Every time when the window is full of k distinct chars, we lookup TreeMap to find the one with leftmost last occurrence and set left bound j to be 1 + first to exclude the char to allow new char coming into window.

``````   public class Solution {
public int lengthOfLongestSubstringKDistinct(String str, int k) {
if (str == null || str.isEmpty() || k == 0) {
return 0;
}
TreeMap<Integer, Character> lastOccurrence = new TreeMap<>();
Map<Character, Integer> inWindow = new HashMap<>();
int j = 0;
int max = 1;
for (int i = 0; i < str.length(); i++) {
char in = str.charAt(i);
while (inWindow.size() == k && !inWindow.containsKey(in)) {
int first = lastOccurrence.firstKey();
char out = lastOccurrence.get(first);
inWindow.remove(out);
lastOccurrence.remove(first);
j = first + 1;
}
//update or add in's position in both maps
if (inWindow.containsKey(in)) {
lastOccurrence.remove(inWindow.get(in));
}
inWindow.put(in, i);
lastOccurrence.put(i, in);
max = Math.max(max, i - j + 1);
}
return max;
}
}``````

• To clarify the possible follow up. The interviewer may say that the string is given as a steam. In this situation, we can't maintain a "left pointer" as the classical O(n) hashmap solution.

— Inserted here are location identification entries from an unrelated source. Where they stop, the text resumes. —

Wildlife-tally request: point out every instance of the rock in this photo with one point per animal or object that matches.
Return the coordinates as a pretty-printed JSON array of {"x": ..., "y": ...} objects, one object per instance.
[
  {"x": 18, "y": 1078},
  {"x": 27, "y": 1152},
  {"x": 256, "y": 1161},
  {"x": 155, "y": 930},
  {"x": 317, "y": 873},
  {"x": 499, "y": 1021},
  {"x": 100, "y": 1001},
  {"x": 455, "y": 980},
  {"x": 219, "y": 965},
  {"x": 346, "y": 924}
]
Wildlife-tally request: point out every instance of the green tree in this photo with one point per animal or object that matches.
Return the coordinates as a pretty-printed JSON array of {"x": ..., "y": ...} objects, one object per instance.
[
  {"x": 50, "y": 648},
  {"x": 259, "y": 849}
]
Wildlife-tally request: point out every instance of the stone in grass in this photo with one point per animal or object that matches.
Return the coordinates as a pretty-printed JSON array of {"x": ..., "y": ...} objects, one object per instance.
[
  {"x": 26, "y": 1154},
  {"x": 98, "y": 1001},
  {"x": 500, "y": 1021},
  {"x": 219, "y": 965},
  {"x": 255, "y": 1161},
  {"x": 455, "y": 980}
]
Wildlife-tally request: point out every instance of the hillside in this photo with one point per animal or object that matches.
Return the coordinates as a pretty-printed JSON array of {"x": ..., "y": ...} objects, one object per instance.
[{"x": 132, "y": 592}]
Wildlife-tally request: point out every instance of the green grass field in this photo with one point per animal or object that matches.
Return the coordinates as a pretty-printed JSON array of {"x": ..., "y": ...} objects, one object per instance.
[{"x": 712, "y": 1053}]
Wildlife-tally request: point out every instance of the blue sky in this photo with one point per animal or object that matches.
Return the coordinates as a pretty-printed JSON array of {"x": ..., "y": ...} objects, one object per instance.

• beautiful! I just see someone met this followup question during onsite interview.

• I don't understand why we need the while, we can use if instead, and it passes the test cases.

• and isn't the lastOccurrence maintain the right most occurrence?

• @ZheYu The lastOccurrence maintains the rightmost index of that element and lastOccurrence + 1 is the leftmost of the slide window.

• Thanks for you nice solution!
Some minor changes of the code structure to make it easier to understand, passed all the test cases:

``````public int lengthOfLongestSubstringKDistinct(String str, int k) {
if (str == null || str.isEmpty() || k == 0) return 0;
TreeMap<Integer, Character> lastOccurrence = new TreeMap<>();
Map<Character, Integer> inWindow = new HashMap<>();
int j = 0, max = 1;
for (int i = 0; i < str.length(); i++) {
char in = str.charAt(i);
//update or add in's position in both maps
if (inWindow.containsKey(in)) {
lastOccurrence.remove(inWindow.get(in));
}
inWindow.put(in, i);
lastOccurrence.put(i, in);
// make sure the size satisfies the requirement
if (inWindow.size() > k) {
int first = lastOccurrence.firstKey();
char out = lastOccurrence.get(first);
inWindow.remove(out);
lastOccurrence.remove(first);
j = first + 1;
}
max = Math.max(max, i - j + 1);
}
return max;
}
``````

• This post is deleted!

• @yus067 Why we cannot keep a left pointer if the input is a stream instead of a string? Thanks

I think LRU cache can do this in O(n) time. Below is my implementation.

``````public class Solution {
Map<Character, Node> map;
public int lengthOfLongestSubstringKDistinct(String s, int k) {
map = new HashMap<>();
int longest = 0;
int start = 0;
for (int i = 0; i < s.length(); i++) {
char curr = s.charAt(i);
if (map.containsKey(curr)) { // update node and its pos
Node node = map.get(curr);
node.pos = i;
remove(node);
append(node);
} else {
Node node = new Node(curr, i);
append(node);
}
if (map.size() > k) {
}
longest = Math.max(i - start + 1, longest);
}
return longest;
}
private Node remove(Node node) {
map.remove(node.c);
if (node.next != null) {
node.next.prev = node.prev;
}
if (node.prev != null) {
node.prev.next = node.next;
}
}
if (node == tail) {
tail = node.prev;
}
node.prev = null; node.next = null;
return node;
}
private Node append(Node node) {
map.put(node.c, node);
if (tail == null) {
} else {
tail.next = node;
node.prev = tail;
tail = node;
}
return node;
}
}
class Node {
Node next;
Node prev;
int pos;
char c;
Node(char c, int pos) {
this.c = c;
this.pos = pos;
}
``````

}

• @yus067 So you mean this solution can save space, compared to storing the char sequence in a deque?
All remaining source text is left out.